WK-gangers op Tenerife, deel 3
Inmiddels begin ik al aardig vertrouwd te raken met de gehandicapte atleten die hier trainen, bijna anderhalve week verkeer ik nu in hun midden. Ik sla de trainingen gade, spreek met de atleten en begeleiders en begin langzaamaan te snappen dat gehandicapte atletiek echt niet zoveel verschilt van valide atletiek. Het gaat hier over trainen, rusten, optimale programma\'s draaien, zoals overal in topsport. De meest gehandicapte ‘moves\' die ik hier zie komen van de trainers die ook een wheelie (op je achterste wielen van je rolstoel balanceren) willen kunnen en daar hopeloos in falen. Gister hoorde ik fysiotherapeute Petra klagen over een blauwe bil die ze opliep na een val uit een rolstoel. Da\'s dus helemaal niet zo makkelijk, die wheelie.
Omdat ik een klein beetje bij de groep ga horen, mag ik mee uit eten vanavond. Ik zie de groep al van verre aankomen, de vier rolstoelers met een rotgang voorop, ze jagen de toeristen schrik aan met hun enorme snelheden (ik schat tussen de 30 en 35 km/uur) op de aflopende boulevard. Als we bij het restaurant aankomen stappen Bart, Stefan en Henk uit hun rolstoel, parkeren hem netjes aan de zijkant en wandelen naar hun plaats. Ik kan daar toch niet aan wennen, ze kunnen lopen! Waarom gaan ze dan zitten! Sippend aan een cola light legt Stefan me uit: \"ik ben een aantal weken te vroeg geboren en bij de geboorte is er een zuurstoftekort opgetreden. Het gevolg is een hersen/zenuwbeschadiging, met een engelse term officieel cerebral palsy geheten. Ik kan nog wel lopen maar heel beperkt, ook heb ik last met het controleren van mijn spieren, dat zij zogenaamde spasmen\".
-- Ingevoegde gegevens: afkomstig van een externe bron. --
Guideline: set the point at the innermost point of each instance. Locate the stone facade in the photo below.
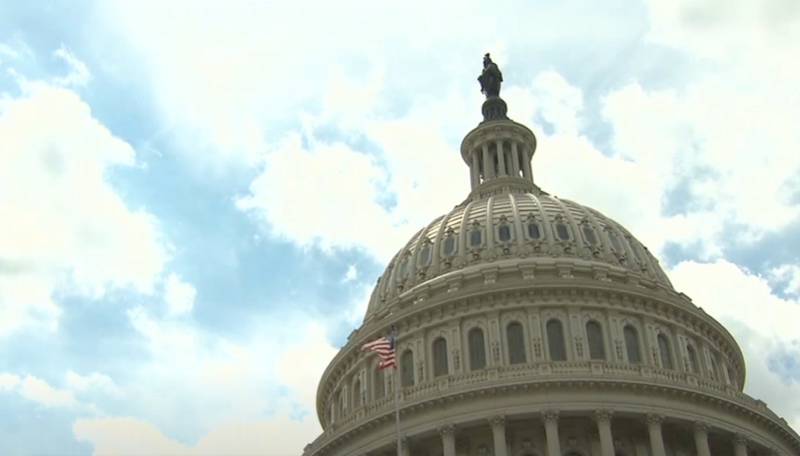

Ik vraag me af waarom Henk en Bart veel beter kunnen lopen dan Stefan, terwijl ze toch qua atletiek in dezelfde handicap klasse uitkomen. Henk: \"in de klasse waarin wij zitten, T34, is een voorwaarde dat je aan alle ledematen spastisch bent. Bij Stefan zit het meer in zijn benen, bij ons meer in de armen en het gezicht. Maar het is wel vergelijkbaar\". Het lijkt mij maar lastig om te bepalen, hoe spastisch iemand is en dus in welke klasse hij moet zitten. \"Ja,\" vult Bart aan, \"en daar komt nog bij dat spasten, zoals wij onszelf noemen, ontzettend veel baat hebben bij krachttraining. Door vergroten van de spiermassa krijgen we meer controle verminderderen de spasmen. In het ergste geval kom je dan in een andere, minder zware, handicapklasse te zitten. Omdat je zo hard hebt getraind\".
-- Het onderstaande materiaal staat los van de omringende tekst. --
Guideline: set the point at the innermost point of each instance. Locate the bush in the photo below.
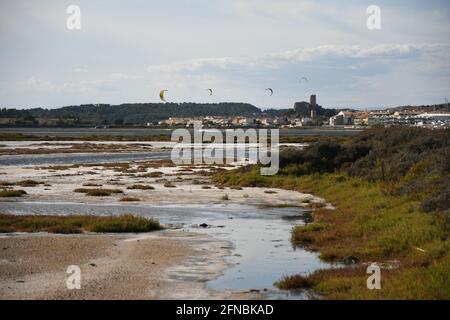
(98, 192)
(76, 224)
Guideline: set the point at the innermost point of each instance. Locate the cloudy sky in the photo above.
(126, 51)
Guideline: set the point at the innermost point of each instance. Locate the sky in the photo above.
(127, 51)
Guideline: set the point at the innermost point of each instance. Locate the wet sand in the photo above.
(145, 266)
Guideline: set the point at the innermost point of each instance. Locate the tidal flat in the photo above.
(218, 242)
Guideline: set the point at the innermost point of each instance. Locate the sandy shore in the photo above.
(146, 266)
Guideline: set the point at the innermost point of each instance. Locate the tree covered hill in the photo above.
(123, 114)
Dat moet ik even op me in laten werken: je traint hard, wordt beter, misschien wel de beste en dan kom je opeens in een andere klasse met andere records en limieten? Wheelcoach Agnes snapt mijn verwarring: \"het is best lastig, want in bijvoorbeeld de klasse van Kenny, waar dwarsleasies vooral plaatshebben, rijden ze enorm veel harder. Het is ongunstig voor een spast daar in te geraken\". Dus, dan maar minder hard trainen, denk ik hardop. Die opmerking ontlokt een hoop tumult bij de drie spastische atleten: \"echt niet! Zo hard mogelijk knallen, dat is het doel\". Lachend heffen we het glas (cola light) op zo hard mogelijk knallen. Hier, en straks op het WK in januari.